Yes, when I go to sleep the eggs are still there. When I wake up and check, they are gone. :/
I was hoping to leave the parents in there since I read they do raise their fry. Unfortunately, new parents do eat their first few batches. Maybe now that they have eaten their first 2 batches they got it out of their system?


----------



## emc7 (Jul 23, 2005)

leave the tank light on or a light in the room for a few days next time there are eggs. Something about the dark seems to trigger eating eggs.


----------



## Ladayen (Jun 20, 2011)

Cant think off hand, what are GBR's?

Cichlids in general are good parents but it can take a little while for them to figure out the right way. Theres no magic number of spawns where they suddenly know what to do, but three does seem to be a popular number.
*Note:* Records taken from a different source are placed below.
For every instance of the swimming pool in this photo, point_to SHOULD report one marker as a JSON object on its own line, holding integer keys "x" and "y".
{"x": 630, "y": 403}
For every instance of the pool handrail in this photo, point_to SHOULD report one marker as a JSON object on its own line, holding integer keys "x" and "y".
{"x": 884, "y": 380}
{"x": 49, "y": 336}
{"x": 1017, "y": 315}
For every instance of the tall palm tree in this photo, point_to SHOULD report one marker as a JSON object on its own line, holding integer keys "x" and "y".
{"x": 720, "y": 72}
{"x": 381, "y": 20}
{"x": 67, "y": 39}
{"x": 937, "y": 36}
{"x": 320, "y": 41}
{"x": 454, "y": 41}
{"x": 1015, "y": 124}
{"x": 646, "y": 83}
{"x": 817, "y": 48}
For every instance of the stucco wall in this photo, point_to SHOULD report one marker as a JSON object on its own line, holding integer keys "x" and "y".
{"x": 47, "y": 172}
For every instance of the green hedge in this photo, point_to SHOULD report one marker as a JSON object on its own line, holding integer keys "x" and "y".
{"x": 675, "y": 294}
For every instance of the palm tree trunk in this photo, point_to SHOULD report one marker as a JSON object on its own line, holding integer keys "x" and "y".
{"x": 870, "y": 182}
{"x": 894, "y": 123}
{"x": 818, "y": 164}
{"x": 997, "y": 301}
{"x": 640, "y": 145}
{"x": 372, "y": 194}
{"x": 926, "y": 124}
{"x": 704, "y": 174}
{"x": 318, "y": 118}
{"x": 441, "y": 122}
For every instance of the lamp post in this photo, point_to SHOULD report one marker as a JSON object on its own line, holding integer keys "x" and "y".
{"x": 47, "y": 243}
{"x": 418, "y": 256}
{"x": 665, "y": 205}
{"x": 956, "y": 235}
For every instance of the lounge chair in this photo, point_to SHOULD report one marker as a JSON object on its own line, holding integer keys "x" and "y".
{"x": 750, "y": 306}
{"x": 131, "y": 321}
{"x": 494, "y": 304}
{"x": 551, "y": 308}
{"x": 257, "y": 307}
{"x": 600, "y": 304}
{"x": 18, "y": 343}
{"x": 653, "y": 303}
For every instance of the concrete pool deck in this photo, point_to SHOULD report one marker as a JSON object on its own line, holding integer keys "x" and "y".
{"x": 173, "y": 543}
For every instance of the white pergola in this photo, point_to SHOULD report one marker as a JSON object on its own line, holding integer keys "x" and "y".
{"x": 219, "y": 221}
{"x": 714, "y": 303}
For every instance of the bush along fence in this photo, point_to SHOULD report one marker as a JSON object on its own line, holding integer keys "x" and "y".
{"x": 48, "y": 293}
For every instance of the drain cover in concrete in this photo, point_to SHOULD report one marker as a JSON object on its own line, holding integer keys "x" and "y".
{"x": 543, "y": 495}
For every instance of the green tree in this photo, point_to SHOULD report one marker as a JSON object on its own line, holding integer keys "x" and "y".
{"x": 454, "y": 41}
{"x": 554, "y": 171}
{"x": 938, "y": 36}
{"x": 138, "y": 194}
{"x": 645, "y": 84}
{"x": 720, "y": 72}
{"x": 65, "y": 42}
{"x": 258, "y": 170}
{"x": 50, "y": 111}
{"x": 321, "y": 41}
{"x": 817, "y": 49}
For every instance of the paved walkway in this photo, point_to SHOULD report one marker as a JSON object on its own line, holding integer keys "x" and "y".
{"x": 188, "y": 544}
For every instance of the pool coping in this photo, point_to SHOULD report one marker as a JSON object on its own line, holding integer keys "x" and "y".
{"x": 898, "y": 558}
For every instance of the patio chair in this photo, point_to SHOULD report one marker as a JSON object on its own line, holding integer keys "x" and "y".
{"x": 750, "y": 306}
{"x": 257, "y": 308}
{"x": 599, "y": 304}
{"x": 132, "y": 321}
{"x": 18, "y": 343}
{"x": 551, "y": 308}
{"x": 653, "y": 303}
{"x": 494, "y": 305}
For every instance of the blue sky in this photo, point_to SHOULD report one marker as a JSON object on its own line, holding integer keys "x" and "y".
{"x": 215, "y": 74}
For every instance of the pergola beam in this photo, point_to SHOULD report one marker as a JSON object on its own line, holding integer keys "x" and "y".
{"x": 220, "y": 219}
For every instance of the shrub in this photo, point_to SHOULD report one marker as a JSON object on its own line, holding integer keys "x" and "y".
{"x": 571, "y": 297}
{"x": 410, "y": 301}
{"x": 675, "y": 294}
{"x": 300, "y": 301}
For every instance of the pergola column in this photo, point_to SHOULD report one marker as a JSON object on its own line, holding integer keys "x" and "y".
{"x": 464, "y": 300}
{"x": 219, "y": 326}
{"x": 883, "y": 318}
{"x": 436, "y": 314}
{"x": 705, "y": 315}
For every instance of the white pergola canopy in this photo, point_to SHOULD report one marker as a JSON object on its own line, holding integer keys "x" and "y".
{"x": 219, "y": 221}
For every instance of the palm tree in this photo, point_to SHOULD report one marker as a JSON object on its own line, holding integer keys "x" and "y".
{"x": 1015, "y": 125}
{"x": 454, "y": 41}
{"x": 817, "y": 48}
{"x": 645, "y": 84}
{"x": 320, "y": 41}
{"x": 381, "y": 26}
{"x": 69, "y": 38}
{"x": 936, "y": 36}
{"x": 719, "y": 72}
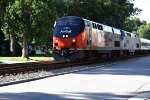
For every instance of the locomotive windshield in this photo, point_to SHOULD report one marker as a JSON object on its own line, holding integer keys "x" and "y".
{"x": 68, "y": 27}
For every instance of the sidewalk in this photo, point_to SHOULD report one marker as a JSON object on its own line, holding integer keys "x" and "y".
{"x": 13, "y": 62}
{"x": 145, "y": 96}
{"x": 146, "y": 93}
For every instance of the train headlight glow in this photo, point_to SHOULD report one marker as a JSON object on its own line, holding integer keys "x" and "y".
{"x": 73, "y": 40}
{"x": 56, "y": 41}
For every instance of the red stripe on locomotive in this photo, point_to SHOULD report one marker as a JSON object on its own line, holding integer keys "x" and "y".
{"x": 80, "y": 40}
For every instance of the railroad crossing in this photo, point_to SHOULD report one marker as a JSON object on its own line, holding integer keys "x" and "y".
{"x": 121, "y": 80}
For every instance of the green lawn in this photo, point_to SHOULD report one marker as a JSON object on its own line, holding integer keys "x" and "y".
{"x": 24, "y": 59}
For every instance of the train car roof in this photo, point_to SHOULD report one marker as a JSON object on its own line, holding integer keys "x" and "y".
{"x": 144, "y": 40}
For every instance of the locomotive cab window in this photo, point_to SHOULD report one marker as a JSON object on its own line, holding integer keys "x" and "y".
{"x": 117, "y": 43}
{"x": 137, "y": 45}
{"x": 129, "y": 34}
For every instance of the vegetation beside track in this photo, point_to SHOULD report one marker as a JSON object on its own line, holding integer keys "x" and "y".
{"x": 41, "y": 58}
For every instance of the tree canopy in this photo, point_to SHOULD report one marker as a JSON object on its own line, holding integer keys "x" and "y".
{"x": 31, "y": 21}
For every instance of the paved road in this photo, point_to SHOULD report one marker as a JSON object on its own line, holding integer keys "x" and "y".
{"x": 118, "y": 81}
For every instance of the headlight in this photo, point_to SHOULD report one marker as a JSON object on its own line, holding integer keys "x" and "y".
{"x": 73, "y": 40}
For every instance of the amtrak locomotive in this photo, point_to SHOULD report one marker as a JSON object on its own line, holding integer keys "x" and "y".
{"x": 76, "y": 38}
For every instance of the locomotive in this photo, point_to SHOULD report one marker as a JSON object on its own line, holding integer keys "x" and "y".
{"x": 77, "y": 38}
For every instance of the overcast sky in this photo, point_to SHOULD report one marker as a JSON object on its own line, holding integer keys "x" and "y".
{"x": 145, "y": 6}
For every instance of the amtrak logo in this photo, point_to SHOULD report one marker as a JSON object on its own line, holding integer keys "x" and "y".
{"x": 66, "y": 30}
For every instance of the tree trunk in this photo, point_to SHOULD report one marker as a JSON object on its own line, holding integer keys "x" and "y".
{"x": 25, "y": 45}
{"x": 13, "y": 44}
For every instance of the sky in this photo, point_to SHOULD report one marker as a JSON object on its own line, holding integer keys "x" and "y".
{"x": 145, "y": 6}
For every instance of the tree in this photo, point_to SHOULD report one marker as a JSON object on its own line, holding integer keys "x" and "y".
{"x": 109, "y": 12}
{"x": 144, "y": 31}
{"x": 31, "y": 20}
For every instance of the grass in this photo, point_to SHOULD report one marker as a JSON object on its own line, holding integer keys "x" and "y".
{"x": 24, "y": 59}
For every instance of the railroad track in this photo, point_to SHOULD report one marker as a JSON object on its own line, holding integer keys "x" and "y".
{"x": 51, "y": 65}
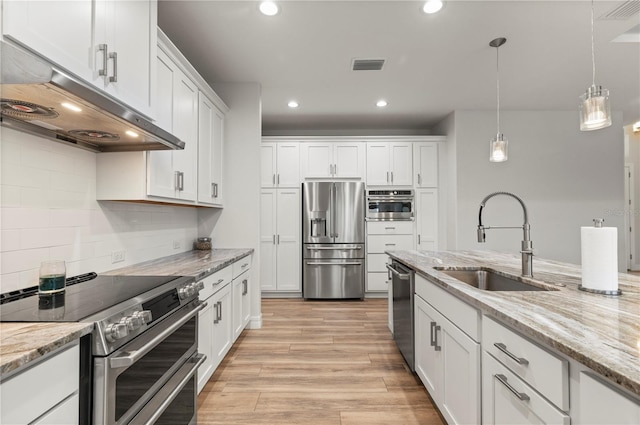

I've heard it's not necessarily the dark itself but the sudden switch from light to dark. If you turn the lights off earlier while it's still daylight so it slowly darkens or as emc mentioned leave another light in the room on, preferably one with a dimmer on it, so you can gradually adjust the light.


----------



## DigzTheBeatz (Dec 6, 2010)

GBR's are German Blue Rams. Hmmmm... I don't have any lights near by on a dimmer, but there are other lights around I could leave on that would be a softer light. Guess I'll have to wait a couple weeks to try it out. Thankfully, they are a great pair and spawn frequently. 2 weeks when they spawned again!!


----------



## lohachata (Jan 27, 2006)

digz....if it were me , i would set up a planted 15 for the pair..maybe a couple of dwarf cories.....you could use a 10 , but the 15 would give a little more room for raising the fry...


----------



## DigzTheBeatz (Dec 6, 2010)

Hmmmm... I'll have to look into that and keep my eyes open for a 15g. 

And thanks for the samples! I can't wait for my GBR's to spawn again.


----------



## DigzTheBeatz (Dec 6, 2010)

Didn't get time to find a 15 gallon. They already spawned again. Real quick this time. Only 1 week after the last spawn and twice the size of the last spawn. I've been feeding the parents a little more so they wont be so hungry to eat their eggs. It's been 2 days and the eggs look good. They have changed color and I can see a gray/black line that I assuming in the newly forming baby. I'm really excited. The parents seem a lot more attentive to this batch as well. (Keeping my fingers crossed that they wont eat this batch)


----------